You’re the control deck with discard and a bunch of two-for-ones in a control mirror. What if you side out Death’s Shadow and bring in Search for Azcanta (or some other card advantage engine if you’re worried about graveyard hate; maybe Ancestral Vision or Jace, Architect of Thought)? How is their control deck that’s looking you kill your creatures and burn you out from nine going to beat you when you leave your life at fifteen and fight them on a card advantage axis?
On that note, I think Search for Azcanta is overlooked as a sideboard card in Modern in general. Grixis Death’s Shadow might be the wrong place for it, because people are trying to attack their graveyard to prevent delve, Kolaghan’s Command, and Snapcaster Mage anyway, but when I see something like Pete Ingram’s piece on moving away from Search for Azcanta in Jeskai, a deck that I’d expect it to play very well in, I wonder if the real home for the card is in the sideboard.
In a lot of ways, it’s the classic Jace Beleren (in Faeries almost ten years ago…my example is getting outdated, but that’s where I learned this stuff and it’s still the best example to me) situation: an attrition card that plays perfectly with the nature of post-sideboard games, but is a little too slow to be part of your Game 1 strategy.
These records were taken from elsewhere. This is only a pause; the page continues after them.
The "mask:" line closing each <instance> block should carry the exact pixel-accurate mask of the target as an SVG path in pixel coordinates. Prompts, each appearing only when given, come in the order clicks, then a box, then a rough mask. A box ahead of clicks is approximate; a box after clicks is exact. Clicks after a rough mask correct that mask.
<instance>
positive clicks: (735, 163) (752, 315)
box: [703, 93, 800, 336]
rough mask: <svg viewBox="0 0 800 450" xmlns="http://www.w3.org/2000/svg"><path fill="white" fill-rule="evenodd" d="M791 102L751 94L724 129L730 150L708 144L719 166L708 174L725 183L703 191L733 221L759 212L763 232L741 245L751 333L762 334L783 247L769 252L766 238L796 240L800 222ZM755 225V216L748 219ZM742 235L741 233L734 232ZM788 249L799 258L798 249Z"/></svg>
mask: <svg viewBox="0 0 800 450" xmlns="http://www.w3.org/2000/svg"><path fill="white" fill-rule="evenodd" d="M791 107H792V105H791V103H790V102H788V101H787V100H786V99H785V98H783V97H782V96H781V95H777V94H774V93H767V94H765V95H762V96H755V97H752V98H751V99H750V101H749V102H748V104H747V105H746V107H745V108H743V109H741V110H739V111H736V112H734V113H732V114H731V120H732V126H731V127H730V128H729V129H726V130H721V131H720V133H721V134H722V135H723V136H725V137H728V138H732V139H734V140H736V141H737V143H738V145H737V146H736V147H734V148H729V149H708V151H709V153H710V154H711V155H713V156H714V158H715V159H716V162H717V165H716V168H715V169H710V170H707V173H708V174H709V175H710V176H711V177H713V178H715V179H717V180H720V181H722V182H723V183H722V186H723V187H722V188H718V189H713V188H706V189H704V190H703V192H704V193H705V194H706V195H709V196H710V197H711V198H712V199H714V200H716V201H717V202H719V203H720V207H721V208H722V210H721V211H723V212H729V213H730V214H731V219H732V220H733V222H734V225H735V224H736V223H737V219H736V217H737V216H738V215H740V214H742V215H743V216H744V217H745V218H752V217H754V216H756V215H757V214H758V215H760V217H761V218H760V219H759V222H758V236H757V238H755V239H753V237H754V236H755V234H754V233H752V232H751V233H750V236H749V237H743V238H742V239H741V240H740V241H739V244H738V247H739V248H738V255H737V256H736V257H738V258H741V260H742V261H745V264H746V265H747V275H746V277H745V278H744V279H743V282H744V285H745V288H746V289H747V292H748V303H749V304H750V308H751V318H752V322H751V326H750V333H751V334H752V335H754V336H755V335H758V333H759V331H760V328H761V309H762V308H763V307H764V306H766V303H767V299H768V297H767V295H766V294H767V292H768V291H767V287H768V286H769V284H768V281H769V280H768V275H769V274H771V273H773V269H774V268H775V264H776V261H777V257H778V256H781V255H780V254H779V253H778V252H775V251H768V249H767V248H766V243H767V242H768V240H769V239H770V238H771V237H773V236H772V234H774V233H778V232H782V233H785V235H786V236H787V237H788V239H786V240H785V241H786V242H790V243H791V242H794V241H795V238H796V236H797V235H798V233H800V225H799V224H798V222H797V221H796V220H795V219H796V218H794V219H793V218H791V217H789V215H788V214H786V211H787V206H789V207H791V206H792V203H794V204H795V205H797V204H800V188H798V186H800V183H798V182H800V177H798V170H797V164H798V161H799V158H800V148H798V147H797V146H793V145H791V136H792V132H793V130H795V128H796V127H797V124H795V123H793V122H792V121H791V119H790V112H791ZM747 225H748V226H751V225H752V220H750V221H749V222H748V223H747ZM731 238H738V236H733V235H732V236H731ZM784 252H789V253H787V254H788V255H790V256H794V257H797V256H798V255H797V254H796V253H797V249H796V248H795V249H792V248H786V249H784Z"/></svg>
Maybe in Game 1 you don’t have time to really work Azcanta, the Sunken Ruin. Maybe Modern is too fast. But after sideboarding, when you and your opponent have better, cheaper interactive cards and cards trade more and you have cheap, high-impact cards to find, what could possibly be better than a card that turns on quickly when cheap cards trade early, dominates small games (those where most resources have traded off), and quickly finds bullets?
If you have a blue deck where exiling your graveyard isn’t a top priority for your opponent, I think there’s a great chance you have a deck that could easily pull the rug out from under your opponent this weekend at SCG Cincinnati with a small shift to a Search for Azcanta-based gameplan.
This is the kind of move that wins games of Modern. Your sideboard shouldn’t just be a collection of bullets; it should be a compilation of hidden gameplans to level your opponents.
Obviously, some matchups don’t require radical shifts. Sometimes your fundamental gameplan is sound, and you just want more of it, or to do it a little better. Sometimes, in those cases, the sideboard slot could be better spent elsewhere, but sometimes not.
The takeaway here certainly shouldn’t be that Ceremonious Rejection and other “tuning” sideboard cards are bad. Often, they’re exactly what you need, and games of Modern often do come down to making a single big, profitable exchange, like a one-mana instant for a five-mana sorcery, and in some matchups, all that matters is having the right bullet, like Leyline of the Void against Dredge (though you’d still like to have a plan in case they drew their Nature’s Claim).
At this point, you probably know your maindeck, but while you’re fine-tuning your sideboard, take some time and really think through your sideboard plans, and when you’re going down the list of decks you expect to face and looking at your “ins” and your “outs,” maybe instead of just thinking about the cards your deck can afford to lose or the ones that haven’t performed well in the matchup, take time to ask yourself how the post-sideboard games play out.
What is your opponent trying to do? What are you trying to do? How will they beat you? How can you stop that? Does your sideboard do everything it can to further your gameplan or prevent theirs?
These questions can lead you to sideboard the right answers.